Il Presidente Draghi aveva già a suo tempo avvertito gli italiani che il nuovo esecutivo sarebbe stato in sostanziale continuità con quello precedente. La centralità della sua figura ha, però, simboleggiato quel "quid" in più per ottenere la collaborazione di enti differenti: l'ente ENEA, il Ministero dello Sviluppo Economico e infine, la non meno importante Agenzia Delle Entrate.

Per il momento infatti, il concetto di "Unificato" costituisce il collante utilizzato allo scopo di tenere insieme l'ennesima riproposta di una misura precedente, come il Superbonus, e il tanto desiderato, ma poco creduto, costo zero di una rivoluzione ecologica e digitale appena iniziata in questo 2021. 

Per il Superbonus unificato nel 2021 "agevolazione onnicomprensiva"è la chiave della certezza 

Ormai è chiaro: la strategia prevalente adottata dal governo in attesa di misure più efficienti sembra essere quella dell'accorpamento dei bonus più importanti: le riaperture delle attività richiedono ancora troppa cautela.

Così, in attesa di maggiori certezze, "l'agevolazione onnicomprensiva" sembra essere la parola chiave del momento per ottenere un barlume di chiarezza in più sugli aiuti fiscali.

Il termine "Superbonus", in particolare, che denota l'ammontare di incentivo più ingente rispetto a tutti gli altri, ha ancora una "parte da recitare" seppur nella nuova "veste di unicità" per l'attuazione dei capisaldi programmatici voluti anche dall'Unione Europea.

Prima di conoscere il Superbonus unificato del 2021, si deve tornare alla sua origine

 Si suddivide principalmete in due tipologie differnti: la prima è quella del Super Ecobonus che serve per i lavori di efficientamento energetico, la seconda è detta Super Sismabonus che invece ha il compito di sollecitare l'adeguamento antisismico. 

A prescindere dalla tipologia prescelta, però, esso consiste in una detrazione del 110% che si applica sulle spese sostenute dal 1° luglio 2020 al 30 giugno 2022 da ripartire in cinque quote annuali.

Mentre per la parte di spesa sostenuta nell'anno 2022, in quattro quote annuali di pari importo.

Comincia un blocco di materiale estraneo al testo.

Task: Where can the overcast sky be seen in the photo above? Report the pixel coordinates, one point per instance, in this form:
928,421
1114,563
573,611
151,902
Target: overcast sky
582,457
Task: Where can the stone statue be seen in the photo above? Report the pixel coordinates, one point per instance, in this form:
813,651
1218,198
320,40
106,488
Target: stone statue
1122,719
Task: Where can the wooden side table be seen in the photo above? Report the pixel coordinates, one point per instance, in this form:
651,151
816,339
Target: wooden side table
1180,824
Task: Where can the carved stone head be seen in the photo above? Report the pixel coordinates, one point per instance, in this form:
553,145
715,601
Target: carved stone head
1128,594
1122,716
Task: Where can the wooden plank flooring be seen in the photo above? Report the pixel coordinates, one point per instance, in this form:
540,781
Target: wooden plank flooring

I criteri di applicazione dell'incentivo però variano a seconda del complesso abitativo in cui si risiede.

Gli interventi per usufruire anche del Superbonus unificato del 2021

Nello specifico, per gli IACP (Istituti Autonomi Case Popolari) il limite temporale, entro il quale, è possibile detrarre le spese, si estende fino al 31 dicembre 2022, prorogandolo ulteriormente fino al 30 giugno 2023, nel caso siano stato completati almeno il 60% dei lavori al 31 dicembre 2022.

Per i condomini, il limite temporale è esteso fino al 31 dicembre 2022 qualora siano stati completati almeno il 60% dei lavori al 30 giugno 2022. Per poterne usufruire, è necessario effettuare almeno un intervento trainante o di isolamento termico dell'involucro dell'edificio o di sostituzione degli impianti termici con quelli centralizzati.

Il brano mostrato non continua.